December 13, 2006

Stopping the Occupation: "The Appeal for Redress" Is Key

Third straight post on the anti-war/anti-occupation movement. I hope you'll bear with us here at Fire on the Mountain, as we go from march routes for the extremely important January 27 March on Congress to the "mobilizable moment" represented by the upcoming 3000th US troop death to, now, the Appeal for Redress.

Like most people in this country, you probably have not heard of the Appeal for Redress. It is critical that the low profile of this oddly named document be raised.

It is a simple statement:

As a patriotic American proud to serve the nation in uniform, I respectfully urge my political leaders in Congress to support the prompt withdrawal of all American military forces and bases from Iraq. Staying in Iraq will not work and is not worth the price. It is time for U.S. troops to come home.

It is based on a simple premise:

While serving soldiers have their democratic rights severely curtailed, the Constitution guarantees them the right to appeal to their elected senators and representatives in the national government for the redress of grievances.

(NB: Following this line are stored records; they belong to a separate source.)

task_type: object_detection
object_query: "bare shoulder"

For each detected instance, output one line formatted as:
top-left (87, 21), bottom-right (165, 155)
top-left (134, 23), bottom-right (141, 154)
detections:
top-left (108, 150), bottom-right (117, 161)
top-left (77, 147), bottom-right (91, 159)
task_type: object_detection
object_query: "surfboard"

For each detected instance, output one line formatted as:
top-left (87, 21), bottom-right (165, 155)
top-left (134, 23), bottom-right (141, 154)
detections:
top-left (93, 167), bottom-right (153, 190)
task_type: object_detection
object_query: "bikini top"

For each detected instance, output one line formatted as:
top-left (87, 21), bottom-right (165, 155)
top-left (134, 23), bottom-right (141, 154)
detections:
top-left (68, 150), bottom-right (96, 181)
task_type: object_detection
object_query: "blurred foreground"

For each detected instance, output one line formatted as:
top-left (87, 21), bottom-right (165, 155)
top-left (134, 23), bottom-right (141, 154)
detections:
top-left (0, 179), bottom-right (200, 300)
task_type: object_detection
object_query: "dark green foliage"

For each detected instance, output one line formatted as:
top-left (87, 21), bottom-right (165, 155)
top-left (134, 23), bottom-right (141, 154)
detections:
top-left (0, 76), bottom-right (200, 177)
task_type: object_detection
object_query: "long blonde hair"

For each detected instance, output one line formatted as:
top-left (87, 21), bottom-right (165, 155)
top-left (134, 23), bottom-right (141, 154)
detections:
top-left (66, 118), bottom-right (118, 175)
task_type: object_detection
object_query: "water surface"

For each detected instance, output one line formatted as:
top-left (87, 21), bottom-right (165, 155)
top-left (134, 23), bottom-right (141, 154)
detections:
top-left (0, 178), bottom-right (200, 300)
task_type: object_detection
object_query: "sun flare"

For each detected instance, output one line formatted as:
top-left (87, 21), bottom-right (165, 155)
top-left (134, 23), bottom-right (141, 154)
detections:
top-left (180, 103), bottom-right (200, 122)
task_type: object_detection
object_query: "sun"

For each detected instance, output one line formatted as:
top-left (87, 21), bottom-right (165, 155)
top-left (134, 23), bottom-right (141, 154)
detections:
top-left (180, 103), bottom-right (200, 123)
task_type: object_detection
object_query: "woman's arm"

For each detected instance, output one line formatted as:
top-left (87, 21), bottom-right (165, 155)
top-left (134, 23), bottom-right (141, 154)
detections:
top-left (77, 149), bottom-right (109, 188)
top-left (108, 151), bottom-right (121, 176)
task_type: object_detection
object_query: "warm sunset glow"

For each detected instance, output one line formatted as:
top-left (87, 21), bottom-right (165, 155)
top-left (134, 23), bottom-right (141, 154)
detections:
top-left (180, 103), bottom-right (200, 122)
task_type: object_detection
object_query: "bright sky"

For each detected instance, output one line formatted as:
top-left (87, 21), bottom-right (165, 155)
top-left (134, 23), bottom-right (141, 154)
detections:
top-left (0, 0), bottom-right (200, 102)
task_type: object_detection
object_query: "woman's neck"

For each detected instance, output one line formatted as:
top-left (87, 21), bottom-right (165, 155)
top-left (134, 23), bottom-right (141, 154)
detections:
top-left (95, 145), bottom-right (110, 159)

It is a simple tactical masterstroke:

By formulating it as a joint appeal and submitting it in public, these young men and women have taken the first big collective step by active duty military personnel in this war to protest being used in an unjust and unjustifiable occupation.

This is not the rebellion-riddled military of the Vietnam era, at least not yet. Different times, different conditions. But the High Command keeps talking nervously about how, if something doesn't change but quick, the Army, the National Guard system, and so on will be "broken." Believe that they are watching as hundreds of troops sign on to the Appeal for Redress, watching and worrying.

All anti-war activists should add this valuable tool to the kit we are using to fight for an end to the occupation, and should support the troops who are signing and distributing it. The more attention it gets here, the more attention it will get in The Sandbox. The more troops hear about it, the more will sign on and the bigger the impact will be.